BERLIN/SINGAPORE — The euro is a little higher against the dollar as investors keep their focus on U.S. economic data. The 16-nation currency was up to US$1.3105 in Thursday morning European trading from US$1.3089 in New York late Wednesday The U.S. government said Wednesday economic growth during the July-September quarter grew at a 2.6 percent annual rate, below analysts’ expectations for 2.8 percent. Economic figures have recently been mostly upbeat, however. The euro has been hurt by recent downgrade warnings for Portugal and Greece by major rating agencies amid the European debt crisis.

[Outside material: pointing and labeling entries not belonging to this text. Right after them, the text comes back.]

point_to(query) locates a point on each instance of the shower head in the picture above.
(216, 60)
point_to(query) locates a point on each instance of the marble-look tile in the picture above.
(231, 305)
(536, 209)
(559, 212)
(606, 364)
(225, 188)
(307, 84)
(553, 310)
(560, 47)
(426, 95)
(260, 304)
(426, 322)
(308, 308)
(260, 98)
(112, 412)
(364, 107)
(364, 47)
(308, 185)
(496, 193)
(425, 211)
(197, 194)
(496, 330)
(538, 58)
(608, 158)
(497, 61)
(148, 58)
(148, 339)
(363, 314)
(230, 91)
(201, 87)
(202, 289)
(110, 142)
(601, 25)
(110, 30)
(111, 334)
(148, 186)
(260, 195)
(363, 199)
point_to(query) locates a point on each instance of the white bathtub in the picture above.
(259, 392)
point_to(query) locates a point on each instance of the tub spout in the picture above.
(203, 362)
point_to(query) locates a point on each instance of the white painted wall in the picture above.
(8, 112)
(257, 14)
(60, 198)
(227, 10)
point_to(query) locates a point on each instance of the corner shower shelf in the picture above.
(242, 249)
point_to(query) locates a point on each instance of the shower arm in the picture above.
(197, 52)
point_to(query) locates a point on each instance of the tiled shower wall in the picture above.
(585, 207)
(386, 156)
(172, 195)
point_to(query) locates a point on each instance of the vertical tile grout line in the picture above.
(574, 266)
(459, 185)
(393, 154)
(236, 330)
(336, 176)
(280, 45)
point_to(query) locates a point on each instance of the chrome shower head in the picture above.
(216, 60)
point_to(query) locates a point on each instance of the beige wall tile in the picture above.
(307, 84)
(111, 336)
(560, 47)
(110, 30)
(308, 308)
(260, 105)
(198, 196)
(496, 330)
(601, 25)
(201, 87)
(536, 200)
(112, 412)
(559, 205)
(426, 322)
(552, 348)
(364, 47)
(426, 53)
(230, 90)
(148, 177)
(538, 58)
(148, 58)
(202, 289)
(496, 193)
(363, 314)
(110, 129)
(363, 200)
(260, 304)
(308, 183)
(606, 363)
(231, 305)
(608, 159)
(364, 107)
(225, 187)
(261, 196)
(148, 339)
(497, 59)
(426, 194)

It has fallen more than 8 percent against the dollar since early November. The British Pound rose to US$1.5390 from US$1.5371, and the dollar fell to 82.90 Japanese yen from 83.59 yen. In Asia, the euro held up Thursday against the greenback as some regional central banks picked up the unit as it was sold by investors seeking the stronger Australian dollar and Swiss franc, analysts said. The single currency was trading at US$1.3130 in the afternoon, up from US$1.3095 in New York Wednesday while it was at 109.11 yen from 110.02 on Wednesday. Markets in Japan were closed for a public holiday. The greenback lost ground against other Asian currencies, and was at SG$1.3053 from SG$1.3112 on Wednesday, 44.12 Philippine pesos from 44.26 and 9,038.00 Indonesian rupiah from 9,047.50. It also fell to NT$29.82 from NT$29.94 and to 30.15 Thai baht from 30.17. The euro fell below 1.25 francs on Wednesday before recovering slightly as investors continued to turn to the refuge currency in a wave of concern about the ability of some eurozone members to repay their huge debts. The euro was trading at 1.2490 francs in afternoon Asian trade from 1.2460 late Wednesday. The U.S. dollar fetched 83.10 yen from 83.55 in New York Wednesday. “Most people are playing the euro on the short side against the Aussie dollar and the Swiss franc,” said Suresh Ramanathan, forex strategist for CIMB Investment Bank in Kuala Lumpur. “(But) there are a lot of Asian central banks who are buying the euro,” he added. Ramanathan stated that banks were purchasing the euro to mitigate a fall in the value of their reserves due to a weakening greenback.